11. A fundamentar o pedido, em resumo, os Requerentes invocam a ilegalidade dos atos de liquidação adicional de IVA objeto do pedido de pronúncia arbitral, por limitarem o direito à dedução dos Requerentes sem que estejam verificadas as condições para o efeito, previstas no n.º 1 do artigo 26.º do Código do IVA e na alínea b) do n.º 1 do artigo 10.º do Decreto-Lei nº 21/2007, de 29 de janeiro, e ainda por a Requerida limitar o direito à dedução dos Requerentes em violação do disposto nos artigos 167.º, 168.º, 284.º, 185.º e 187.º, todos da Diretiva 2006/112/CE do Conselho, de 28 de novembro de 2006.
12. Alegam os Requerentes que: (1) em 12 de abril de 2011 o Primeiro Requerente adquiriu a fração autónoma designada pela letra “J”, unidade destinada a alojamento turístico de tipologia T1, do Bloco U, identificada pelo número 10 do nível 11 do prédio urbano sito no lugar do ..., na freguesia e concelho de ..., inscrito na matriz predial da referida freguesia sob o artigo ... e descrito na CRP de ... sob o nº ...; (2) A fração identificada foi adquirida com renúncia à isenção de IVA pelo Primeiro Requerente e pela sociedade vendedora, a D... S.A.; (3) por documento complementar à escritura de aquisição, com a aquisição fração identificada o Primeiro Requerente vinculou-se ao regulamento de administração do empreendimento e ao contrato de cessão de exploração turística e de gestão do imóvel, concedendo à Sociedade D... o direito exclusivo de exploração das frações; (4) no mesmo dia, o Segundo Requerente adquiriu à mesma sociedade, nas mesmas condições descritas supra, a fração autónoma designada pela letra “K”, unidade destinada a alojamento turístico de tipologia T1, do Bloco U, identificada pelo número 11 do nível 11 do mesmo prédio, supra identificado; (5) Ambas as frações autónomas foram entregues pelos Requerentes à Sociedade D... especialmente equipadas e totalmente aptas à utilização turística;
13. Alegam os Requerentes que os contratos de exploração turística por si celebrados — em vigor até 31 de dezembro de 2020 — estabelecem que os Requerentes serão remunerados mediante uma contrapartida de verificação incerta e montante variável, sujeita a circunstancias e condicionalismos vários, que dependem apenas do desempenho e resultado operacional da Sociedade D..., no âmbito das funções e objetivos a que, na qualidade de entidade exploradora, se obrigou.

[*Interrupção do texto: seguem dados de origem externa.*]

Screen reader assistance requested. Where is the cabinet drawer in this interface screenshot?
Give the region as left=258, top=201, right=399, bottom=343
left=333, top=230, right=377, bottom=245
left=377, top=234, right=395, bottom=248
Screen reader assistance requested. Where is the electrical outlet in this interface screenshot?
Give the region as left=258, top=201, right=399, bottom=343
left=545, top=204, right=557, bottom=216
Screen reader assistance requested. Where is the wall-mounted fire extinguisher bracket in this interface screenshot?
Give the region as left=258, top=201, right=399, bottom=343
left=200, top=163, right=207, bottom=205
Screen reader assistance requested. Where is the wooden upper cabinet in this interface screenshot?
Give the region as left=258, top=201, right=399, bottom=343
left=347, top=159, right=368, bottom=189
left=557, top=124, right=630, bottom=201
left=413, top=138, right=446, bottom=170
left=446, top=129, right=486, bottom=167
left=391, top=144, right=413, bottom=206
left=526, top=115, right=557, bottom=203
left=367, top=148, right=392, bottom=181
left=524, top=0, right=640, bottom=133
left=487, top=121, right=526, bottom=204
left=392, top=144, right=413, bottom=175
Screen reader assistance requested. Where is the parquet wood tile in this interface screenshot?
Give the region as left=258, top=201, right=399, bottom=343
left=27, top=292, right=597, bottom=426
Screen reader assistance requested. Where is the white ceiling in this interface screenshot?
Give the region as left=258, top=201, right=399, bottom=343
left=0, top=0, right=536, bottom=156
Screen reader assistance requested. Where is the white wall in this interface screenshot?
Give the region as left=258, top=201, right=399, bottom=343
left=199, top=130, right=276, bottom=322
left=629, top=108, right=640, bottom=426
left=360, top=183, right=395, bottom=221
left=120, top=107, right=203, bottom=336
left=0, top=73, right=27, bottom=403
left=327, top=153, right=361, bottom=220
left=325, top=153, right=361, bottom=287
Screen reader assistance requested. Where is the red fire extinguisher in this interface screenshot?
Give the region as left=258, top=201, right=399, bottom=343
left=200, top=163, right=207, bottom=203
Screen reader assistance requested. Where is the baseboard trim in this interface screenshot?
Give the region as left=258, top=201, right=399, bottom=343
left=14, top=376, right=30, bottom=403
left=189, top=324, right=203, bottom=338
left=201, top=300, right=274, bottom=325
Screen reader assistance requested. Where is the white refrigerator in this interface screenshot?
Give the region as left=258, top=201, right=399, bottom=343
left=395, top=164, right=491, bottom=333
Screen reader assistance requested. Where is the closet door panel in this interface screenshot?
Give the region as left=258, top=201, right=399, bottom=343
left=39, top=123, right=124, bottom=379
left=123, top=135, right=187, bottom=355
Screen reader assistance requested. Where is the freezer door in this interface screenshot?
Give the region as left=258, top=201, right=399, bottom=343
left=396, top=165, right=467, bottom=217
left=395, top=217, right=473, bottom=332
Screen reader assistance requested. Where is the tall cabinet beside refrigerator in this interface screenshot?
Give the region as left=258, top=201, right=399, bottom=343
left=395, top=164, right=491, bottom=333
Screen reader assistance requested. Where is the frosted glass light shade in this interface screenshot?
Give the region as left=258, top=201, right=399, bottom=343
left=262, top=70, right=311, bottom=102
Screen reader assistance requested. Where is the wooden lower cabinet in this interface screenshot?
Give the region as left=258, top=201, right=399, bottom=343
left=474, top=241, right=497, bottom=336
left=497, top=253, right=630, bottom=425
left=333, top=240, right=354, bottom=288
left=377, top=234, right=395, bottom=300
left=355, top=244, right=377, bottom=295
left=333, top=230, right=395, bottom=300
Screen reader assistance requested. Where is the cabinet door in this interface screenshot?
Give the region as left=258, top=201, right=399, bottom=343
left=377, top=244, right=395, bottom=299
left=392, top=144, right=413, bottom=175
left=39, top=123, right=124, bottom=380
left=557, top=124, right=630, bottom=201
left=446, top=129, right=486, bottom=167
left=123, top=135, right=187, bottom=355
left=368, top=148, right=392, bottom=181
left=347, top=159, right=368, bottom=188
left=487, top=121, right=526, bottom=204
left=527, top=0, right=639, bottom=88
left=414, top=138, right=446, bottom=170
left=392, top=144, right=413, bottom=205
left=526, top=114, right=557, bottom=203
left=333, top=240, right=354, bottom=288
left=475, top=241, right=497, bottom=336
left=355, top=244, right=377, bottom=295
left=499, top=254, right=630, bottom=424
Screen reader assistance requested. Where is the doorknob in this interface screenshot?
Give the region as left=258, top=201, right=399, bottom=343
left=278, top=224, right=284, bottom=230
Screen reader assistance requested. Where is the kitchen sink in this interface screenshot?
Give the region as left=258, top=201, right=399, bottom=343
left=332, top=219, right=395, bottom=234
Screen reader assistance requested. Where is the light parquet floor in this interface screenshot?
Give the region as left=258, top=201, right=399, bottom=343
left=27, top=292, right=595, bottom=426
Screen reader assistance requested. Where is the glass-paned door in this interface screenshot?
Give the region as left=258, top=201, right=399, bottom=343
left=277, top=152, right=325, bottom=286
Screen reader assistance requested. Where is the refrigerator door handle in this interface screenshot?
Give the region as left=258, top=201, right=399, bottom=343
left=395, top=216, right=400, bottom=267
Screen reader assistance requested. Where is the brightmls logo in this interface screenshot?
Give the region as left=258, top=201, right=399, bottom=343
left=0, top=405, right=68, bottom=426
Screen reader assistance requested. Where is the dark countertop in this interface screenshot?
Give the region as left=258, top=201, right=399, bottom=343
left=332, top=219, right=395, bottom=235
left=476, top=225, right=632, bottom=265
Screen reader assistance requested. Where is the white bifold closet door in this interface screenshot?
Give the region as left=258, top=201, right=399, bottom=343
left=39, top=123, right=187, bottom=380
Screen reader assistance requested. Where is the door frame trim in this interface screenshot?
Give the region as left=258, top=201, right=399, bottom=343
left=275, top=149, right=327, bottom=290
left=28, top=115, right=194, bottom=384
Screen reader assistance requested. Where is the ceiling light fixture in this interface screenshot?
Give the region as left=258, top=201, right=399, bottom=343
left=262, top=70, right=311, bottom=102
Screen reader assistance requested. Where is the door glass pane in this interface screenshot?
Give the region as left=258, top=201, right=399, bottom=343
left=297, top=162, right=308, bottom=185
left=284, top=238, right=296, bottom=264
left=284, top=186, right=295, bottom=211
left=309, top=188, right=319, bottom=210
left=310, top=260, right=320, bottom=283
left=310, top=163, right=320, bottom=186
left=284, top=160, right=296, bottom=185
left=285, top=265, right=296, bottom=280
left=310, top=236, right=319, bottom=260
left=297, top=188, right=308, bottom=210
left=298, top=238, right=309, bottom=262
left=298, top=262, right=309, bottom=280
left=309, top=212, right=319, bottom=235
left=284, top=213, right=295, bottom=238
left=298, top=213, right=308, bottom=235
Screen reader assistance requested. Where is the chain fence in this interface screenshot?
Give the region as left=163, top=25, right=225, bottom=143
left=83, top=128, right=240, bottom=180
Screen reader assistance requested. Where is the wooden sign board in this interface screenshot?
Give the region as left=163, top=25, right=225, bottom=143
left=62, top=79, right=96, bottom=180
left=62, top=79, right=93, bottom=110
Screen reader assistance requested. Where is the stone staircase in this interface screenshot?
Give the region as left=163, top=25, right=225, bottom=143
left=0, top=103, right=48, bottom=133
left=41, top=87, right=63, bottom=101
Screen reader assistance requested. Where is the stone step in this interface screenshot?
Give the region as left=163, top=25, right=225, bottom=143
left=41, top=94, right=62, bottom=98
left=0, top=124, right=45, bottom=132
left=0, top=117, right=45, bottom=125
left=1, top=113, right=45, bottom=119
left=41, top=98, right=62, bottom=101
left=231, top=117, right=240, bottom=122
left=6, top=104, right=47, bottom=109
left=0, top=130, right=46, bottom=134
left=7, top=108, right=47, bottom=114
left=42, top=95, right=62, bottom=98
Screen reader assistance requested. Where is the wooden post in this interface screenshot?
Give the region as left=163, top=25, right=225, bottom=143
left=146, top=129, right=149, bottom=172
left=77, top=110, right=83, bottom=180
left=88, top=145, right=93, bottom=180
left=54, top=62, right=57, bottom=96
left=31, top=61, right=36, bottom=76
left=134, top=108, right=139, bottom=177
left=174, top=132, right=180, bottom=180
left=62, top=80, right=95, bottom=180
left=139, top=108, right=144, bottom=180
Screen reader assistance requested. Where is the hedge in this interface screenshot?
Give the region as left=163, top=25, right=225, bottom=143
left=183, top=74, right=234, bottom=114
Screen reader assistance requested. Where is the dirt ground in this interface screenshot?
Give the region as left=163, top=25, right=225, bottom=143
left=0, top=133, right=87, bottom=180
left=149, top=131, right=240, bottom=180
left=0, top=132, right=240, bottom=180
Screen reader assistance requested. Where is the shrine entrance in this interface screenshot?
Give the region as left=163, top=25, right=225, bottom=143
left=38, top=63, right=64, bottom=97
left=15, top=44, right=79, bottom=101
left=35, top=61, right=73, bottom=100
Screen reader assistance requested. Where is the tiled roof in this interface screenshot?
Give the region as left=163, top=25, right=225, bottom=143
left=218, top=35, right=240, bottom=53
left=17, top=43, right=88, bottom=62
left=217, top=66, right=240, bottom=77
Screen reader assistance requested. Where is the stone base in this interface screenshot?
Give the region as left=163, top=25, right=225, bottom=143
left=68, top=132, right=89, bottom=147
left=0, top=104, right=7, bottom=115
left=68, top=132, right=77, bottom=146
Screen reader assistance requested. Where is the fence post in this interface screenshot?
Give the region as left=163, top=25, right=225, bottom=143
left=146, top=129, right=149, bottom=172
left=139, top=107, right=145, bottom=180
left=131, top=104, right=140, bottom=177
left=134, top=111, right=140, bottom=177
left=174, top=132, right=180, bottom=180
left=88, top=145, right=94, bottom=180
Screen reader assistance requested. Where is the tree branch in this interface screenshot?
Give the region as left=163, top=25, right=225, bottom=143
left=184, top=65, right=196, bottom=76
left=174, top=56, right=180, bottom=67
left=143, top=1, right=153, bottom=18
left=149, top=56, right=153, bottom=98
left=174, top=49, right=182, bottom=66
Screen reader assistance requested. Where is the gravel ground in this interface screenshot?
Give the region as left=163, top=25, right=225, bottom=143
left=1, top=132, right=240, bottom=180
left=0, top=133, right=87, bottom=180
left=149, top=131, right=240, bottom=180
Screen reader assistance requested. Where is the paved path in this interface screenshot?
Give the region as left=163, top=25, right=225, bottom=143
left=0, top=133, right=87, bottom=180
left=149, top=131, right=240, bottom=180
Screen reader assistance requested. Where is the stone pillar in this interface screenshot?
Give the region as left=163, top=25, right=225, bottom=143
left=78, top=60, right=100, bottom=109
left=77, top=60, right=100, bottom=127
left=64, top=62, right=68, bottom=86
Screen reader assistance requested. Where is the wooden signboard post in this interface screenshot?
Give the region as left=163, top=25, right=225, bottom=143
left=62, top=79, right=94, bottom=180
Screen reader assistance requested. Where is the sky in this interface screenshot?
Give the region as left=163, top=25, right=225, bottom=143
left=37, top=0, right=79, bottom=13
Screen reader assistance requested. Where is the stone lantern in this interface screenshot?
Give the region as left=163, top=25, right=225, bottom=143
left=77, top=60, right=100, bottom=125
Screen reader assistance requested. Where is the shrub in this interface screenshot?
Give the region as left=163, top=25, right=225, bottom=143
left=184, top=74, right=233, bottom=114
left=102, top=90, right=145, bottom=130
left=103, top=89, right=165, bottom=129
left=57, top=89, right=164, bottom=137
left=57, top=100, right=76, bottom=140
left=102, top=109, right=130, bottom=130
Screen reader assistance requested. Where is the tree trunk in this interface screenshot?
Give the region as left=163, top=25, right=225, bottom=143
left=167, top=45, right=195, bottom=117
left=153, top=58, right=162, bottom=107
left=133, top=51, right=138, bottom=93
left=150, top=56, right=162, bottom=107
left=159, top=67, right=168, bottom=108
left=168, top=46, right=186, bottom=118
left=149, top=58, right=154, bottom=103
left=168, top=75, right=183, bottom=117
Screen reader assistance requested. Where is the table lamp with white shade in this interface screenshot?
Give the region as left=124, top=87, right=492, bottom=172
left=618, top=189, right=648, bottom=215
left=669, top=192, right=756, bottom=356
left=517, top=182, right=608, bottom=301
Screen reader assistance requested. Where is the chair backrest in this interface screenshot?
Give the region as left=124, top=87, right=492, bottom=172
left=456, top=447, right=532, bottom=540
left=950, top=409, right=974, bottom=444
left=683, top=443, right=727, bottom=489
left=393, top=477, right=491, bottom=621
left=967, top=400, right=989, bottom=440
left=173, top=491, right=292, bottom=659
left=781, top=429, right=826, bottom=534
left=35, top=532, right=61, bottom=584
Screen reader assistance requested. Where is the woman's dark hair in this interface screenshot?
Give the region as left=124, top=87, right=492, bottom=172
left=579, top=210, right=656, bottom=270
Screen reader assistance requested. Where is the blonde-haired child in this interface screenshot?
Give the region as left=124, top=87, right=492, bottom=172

14. Nos relatórios de inspeção que fundamentam a emissão dos atos de liquidação adicional de IVA, a Requerida conclui que ambas as frações autónomas não foram efetivamente utilizadas para fins empresariais por um período superior a cinco anos consecutivos, porque: (i) o Primeiro Requerente entregou todas as declarações periódicas de IVA sem ter declarado qualquer tipo de base tributável associada a ambas as frações autónomas; (ii) não constam do sistema informático da Requerida quaisquer recibos eletrónicos emitidos em nome do Segundo Requerente, e (iii) quer as declarações periódicas de IVA, como as declarações de IRS submetidas Segundo Requerente, não mencionam quaisquer rendimentos imputáveis a ambas as frações autónomas.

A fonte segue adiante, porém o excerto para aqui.